Halford was one of four of the highest-billing London partners to resign from King & Wood Mallesons. The others are Day, Wingfield and private equity partner Jonathan Pittal. The King & Wood Mallesons quartet, responsible for roughly $11.3 million in annual billings, are being followed out the door by other top partners.

On Friday, Squire Patton Boggs snagged Neil Upton, co-head of the firm’s global energy group and a leader of its energy team in London. A five-lawyer energy team also announced plans last week to leave King & Wood Mallesons’ Frankfurt office for Anglo-German legal giant Taylor Wessing. Among those making that move are German banking and finance head Sabine Schomaker.

CMS Cameron McKenna, another British firm in the midst of pulling off its own three-way merger, is advising King & Wood Mallesons. Rita Lowe, head of banking and finance at CMS, is a frequent adviser to financial institutions dealing with distressed partnerships.

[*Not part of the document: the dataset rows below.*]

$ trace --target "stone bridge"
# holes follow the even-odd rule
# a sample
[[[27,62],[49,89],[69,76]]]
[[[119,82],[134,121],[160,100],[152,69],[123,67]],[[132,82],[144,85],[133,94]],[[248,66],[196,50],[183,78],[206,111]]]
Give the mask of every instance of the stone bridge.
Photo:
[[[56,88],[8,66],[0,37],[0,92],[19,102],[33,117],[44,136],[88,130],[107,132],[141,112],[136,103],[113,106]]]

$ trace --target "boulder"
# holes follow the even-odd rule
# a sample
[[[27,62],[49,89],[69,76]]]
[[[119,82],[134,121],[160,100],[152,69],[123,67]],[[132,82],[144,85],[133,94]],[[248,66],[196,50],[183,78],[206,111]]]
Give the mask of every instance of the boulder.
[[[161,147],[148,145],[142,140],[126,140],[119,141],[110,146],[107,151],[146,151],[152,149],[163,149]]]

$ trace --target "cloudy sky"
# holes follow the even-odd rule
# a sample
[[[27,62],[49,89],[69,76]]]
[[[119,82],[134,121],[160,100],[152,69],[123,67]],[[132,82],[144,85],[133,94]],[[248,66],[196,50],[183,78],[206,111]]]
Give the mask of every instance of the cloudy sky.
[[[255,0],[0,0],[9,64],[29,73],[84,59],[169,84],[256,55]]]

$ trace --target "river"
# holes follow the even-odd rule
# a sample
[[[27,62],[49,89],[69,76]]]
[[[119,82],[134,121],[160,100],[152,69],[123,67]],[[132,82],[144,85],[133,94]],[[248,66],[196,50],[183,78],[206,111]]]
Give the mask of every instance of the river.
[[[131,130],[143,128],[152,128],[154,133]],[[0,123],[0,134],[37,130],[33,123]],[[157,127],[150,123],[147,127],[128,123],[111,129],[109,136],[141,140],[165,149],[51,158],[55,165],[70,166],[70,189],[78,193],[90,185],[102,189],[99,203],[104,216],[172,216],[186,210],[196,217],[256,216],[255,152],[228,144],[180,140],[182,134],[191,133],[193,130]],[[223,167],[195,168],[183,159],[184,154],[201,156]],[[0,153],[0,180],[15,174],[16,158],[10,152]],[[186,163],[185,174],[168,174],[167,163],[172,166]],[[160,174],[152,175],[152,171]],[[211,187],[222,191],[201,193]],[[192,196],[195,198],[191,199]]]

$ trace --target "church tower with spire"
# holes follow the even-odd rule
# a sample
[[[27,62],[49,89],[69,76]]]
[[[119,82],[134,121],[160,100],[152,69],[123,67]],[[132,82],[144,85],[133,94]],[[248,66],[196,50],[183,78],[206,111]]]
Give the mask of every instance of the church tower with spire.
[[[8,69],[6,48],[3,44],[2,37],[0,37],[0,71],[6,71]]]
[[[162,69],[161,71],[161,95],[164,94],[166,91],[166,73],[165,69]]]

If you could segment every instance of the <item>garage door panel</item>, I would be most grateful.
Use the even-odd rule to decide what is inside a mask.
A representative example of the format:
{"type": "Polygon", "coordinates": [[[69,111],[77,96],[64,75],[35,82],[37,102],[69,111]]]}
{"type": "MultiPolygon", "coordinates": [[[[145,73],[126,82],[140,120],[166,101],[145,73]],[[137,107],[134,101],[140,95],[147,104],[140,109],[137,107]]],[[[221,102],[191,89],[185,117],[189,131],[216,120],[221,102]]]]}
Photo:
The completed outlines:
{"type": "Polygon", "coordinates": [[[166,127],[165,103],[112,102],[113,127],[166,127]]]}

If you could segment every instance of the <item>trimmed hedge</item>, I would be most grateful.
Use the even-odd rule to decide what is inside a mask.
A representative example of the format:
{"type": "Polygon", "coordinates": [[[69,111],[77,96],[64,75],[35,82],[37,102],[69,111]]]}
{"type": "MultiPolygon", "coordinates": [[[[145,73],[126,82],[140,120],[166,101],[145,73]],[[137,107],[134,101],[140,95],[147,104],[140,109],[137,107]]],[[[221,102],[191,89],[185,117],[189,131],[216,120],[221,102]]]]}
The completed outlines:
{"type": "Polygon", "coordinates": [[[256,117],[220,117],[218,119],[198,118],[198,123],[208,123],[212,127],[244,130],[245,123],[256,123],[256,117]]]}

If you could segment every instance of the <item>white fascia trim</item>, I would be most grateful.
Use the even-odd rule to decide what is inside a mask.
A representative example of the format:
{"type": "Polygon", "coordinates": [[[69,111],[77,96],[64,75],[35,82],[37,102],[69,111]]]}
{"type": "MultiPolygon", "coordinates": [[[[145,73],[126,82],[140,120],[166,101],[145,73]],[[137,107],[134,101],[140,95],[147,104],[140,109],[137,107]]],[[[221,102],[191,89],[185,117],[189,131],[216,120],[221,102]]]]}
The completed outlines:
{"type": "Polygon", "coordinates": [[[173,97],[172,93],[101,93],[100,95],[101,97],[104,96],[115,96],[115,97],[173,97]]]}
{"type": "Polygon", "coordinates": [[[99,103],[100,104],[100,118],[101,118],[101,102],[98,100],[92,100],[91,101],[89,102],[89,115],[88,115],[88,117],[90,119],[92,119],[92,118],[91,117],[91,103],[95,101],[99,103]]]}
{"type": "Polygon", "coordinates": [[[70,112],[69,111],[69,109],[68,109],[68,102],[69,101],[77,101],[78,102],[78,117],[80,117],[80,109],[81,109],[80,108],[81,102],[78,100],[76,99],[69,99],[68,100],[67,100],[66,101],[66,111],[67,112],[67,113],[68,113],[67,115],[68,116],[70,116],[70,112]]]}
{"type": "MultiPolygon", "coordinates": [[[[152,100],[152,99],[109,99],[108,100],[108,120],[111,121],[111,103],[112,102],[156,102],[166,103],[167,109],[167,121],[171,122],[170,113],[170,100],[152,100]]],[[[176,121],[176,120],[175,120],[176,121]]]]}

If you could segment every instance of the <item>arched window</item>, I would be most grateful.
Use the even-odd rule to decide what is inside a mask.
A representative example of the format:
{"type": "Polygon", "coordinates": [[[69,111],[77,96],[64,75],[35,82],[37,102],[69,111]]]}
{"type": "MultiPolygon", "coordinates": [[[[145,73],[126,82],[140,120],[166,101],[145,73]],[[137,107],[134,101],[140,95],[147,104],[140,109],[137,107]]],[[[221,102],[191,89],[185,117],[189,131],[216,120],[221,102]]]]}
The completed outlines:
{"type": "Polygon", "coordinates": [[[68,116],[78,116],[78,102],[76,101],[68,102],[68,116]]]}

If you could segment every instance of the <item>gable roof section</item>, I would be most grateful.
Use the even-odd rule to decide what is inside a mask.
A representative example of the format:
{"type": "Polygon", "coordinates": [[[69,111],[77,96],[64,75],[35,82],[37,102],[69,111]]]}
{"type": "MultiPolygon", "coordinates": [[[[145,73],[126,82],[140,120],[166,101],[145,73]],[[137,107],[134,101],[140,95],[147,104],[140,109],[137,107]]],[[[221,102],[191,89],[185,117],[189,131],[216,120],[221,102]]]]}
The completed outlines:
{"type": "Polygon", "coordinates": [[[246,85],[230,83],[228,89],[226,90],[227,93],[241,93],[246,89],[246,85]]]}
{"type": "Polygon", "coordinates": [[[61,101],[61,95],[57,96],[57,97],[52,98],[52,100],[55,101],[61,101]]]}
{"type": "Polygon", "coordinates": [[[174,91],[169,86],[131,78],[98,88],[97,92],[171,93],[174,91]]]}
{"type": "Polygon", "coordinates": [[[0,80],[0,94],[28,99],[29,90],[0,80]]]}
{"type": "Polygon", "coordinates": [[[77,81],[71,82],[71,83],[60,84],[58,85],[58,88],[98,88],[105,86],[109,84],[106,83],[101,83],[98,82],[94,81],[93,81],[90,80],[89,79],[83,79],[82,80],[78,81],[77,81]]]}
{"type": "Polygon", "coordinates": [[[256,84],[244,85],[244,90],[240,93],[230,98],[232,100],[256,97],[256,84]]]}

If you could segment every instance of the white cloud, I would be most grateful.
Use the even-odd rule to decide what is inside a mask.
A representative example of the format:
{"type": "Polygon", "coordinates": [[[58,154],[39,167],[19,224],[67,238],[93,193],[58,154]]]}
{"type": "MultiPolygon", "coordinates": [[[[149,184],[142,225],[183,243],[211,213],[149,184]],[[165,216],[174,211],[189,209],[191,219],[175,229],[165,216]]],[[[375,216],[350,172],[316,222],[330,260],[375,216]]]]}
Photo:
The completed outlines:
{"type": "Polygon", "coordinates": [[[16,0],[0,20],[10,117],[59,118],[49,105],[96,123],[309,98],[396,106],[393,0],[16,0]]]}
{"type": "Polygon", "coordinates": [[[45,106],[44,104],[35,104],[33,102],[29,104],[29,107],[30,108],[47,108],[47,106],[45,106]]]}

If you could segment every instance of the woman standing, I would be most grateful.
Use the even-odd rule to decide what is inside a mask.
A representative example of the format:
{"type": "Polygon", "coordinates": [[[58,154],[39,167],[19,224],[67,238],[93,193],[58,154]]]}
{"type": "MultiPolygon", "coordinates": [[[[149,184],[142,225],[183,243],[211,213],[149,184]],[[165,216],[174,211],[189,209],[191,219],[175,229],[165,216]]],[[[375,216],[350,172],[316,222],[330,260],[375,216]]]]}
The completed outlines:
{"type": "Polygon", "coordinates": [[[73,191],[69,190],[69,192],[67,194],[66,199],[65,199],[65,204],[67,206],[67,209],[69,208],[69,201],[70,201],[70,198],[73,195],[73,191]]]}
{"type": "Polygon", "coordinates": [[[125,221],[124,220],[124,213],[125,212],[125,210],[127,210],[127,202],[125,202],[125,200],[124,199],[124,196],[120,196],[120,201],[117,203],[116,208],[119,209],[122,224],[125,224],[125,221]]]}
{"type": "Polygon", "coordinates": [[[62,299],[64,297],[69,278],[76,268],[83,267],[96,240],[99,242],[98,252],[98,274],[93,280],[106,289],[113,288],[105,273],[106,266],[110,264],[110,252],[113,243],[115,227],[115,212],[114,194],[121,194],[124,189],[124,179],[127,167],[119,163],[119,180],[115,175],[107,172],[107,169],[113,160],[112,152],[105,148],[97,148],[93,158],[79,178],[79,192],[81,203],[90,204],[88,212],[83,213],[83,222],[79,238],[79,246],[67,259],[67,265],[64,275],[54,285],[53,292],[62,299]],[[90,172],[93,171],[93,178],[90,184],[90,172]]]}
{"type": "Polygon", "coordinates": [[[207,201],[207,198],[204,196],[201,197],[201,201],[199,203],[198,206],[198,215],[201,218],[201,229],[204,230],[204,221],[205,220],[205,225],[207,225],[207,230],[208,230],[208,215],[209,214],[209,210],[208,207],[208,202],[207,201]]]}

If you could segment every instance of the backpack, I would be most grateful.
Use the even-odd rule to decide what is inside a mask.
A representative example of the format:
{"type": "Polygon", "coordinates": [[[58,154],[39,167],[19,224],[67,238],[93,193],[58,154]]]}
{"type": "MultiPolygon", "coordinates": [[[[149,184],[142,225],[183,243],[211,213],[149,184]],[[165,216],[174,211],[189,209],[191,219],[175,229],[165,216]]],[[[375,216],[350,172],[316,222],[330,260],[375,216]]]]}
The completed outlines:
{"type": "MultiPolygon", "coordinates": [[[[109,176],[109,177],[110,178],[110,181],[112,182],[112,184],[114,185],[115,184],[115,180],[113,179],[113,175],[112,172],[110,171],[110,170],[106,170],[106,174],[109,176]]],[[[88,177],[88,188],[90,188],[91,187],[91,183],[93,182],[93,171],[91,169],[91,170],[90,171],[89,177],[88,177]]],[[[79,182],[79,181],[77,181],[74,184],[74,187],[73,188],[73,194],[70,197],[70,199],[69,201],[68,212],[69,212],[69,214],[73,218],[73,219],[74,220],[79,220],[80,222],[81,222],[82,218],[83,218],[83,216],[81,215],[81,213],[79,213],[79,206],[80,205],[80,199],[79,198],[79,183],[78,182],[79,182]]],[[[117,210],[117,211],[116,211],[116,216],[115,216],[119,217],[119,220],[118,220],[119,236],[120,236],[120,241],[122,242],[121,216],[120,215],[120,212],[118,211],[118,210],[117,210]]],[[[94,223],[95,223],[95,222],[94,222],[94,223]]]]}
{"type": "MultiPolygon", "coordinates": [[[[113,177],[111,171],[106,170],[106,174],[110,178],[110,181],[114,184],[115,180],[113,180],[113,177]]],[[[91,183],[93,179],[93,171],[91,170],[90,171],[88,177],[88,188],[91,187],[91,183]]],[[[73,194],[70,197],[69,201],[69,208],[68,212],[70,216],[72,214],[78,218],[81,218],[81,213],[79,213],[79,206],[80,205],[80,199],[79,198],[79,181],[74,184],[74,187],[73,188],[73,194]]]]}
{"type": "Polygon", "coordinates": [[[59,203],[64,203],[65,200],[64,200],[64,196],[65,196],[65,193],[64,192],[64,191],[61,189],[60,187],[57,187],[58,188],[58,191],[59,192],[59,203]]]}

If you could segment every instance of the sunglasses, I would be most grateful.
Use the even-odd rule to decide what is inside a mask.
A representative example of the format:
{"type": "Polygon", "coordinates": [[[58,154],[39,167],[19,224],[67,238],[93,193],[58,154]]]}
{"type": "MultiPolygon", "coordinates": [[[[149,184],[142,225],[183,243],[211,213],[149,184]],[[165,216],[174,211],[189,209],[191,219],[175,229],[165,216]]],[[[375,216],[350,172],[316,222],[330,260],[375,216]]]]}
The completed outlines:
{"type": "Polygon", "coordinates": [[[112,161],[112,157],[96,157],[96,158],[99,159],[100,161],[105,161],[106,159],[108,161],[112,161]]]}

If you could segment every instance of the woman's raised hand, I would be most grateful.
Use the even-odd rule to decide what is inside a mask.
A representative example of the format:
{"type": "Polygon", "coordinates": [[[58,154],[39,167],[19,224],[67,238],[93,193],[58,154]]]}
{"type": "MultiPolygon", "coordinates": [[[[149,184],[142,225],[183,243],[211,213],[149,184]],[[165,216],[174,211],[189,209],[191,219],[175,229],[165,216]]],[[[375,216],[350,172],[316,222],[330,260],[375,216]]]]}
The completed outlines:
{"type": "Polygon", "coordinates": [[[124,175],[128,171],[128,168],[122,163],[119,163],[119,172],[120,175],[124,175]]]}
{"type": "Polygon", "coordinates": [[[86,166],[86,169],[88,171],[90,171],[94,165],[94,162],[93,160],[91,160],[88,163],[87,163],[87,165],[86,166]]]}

King & Wood Mallesons operates separate partnerships under the Swiss verein structure to account for its Australia, China and European arms.

King & Wood Mallesons’ hybrid history and financial issues have led some legal market observers to put the firm on their watch lists. A former partner at the firm, asked about the possibility of a rescue of its European arm from China, said its new European management is “trying to play on the reputational damage the Chinese arm would face if Europe goes under.”

But while the Chinese leadership could be reluctant to bail out Europe, King & Wood Mallesons’ Australia arm could be open to such a plan, said an ex-partner at the firm.

“They may well say, ‘That’s not our problem, we’re making money here,’” said the former partner. “I think it’s something the Australian partnership would contemplate though, and I think it would have pretty dire ramifications on the relationship between Australia and China if China refused to help.”

But another former partner with the firm’s European arm believes that China will come through with some form of financial assistance, noting that, “it’s worth more to the Chinese parts of the business to keep Europe going.”

Morgan Lewis is no stranger to circling firms in financial straits. Besides its deal with Bingham in late 2014, Morgan Lewis has hired large groups of lawyers from defunct firms like California’s Brobeck, Phleger & Harrison; Dewey & LeBoeuf; Howrey; IP boutique Pennie & Edmonds; and Thelen. Morgan Lewis also expanded in Asia last year by combining with Singapore’s Stamford Law Corp.

In May, Morgan Lewis’ chief marketing officer Despina Kartson, a high-profile administrative hire in 2013, left the firm to become global director of business development and communications at Jones Day. Kartson replaced Cherie Olland, who retired from Jones Day in July. In March, Morgan Lewis recruited Dechert’s Colleen Nihill to serve as its new chief administrative officer.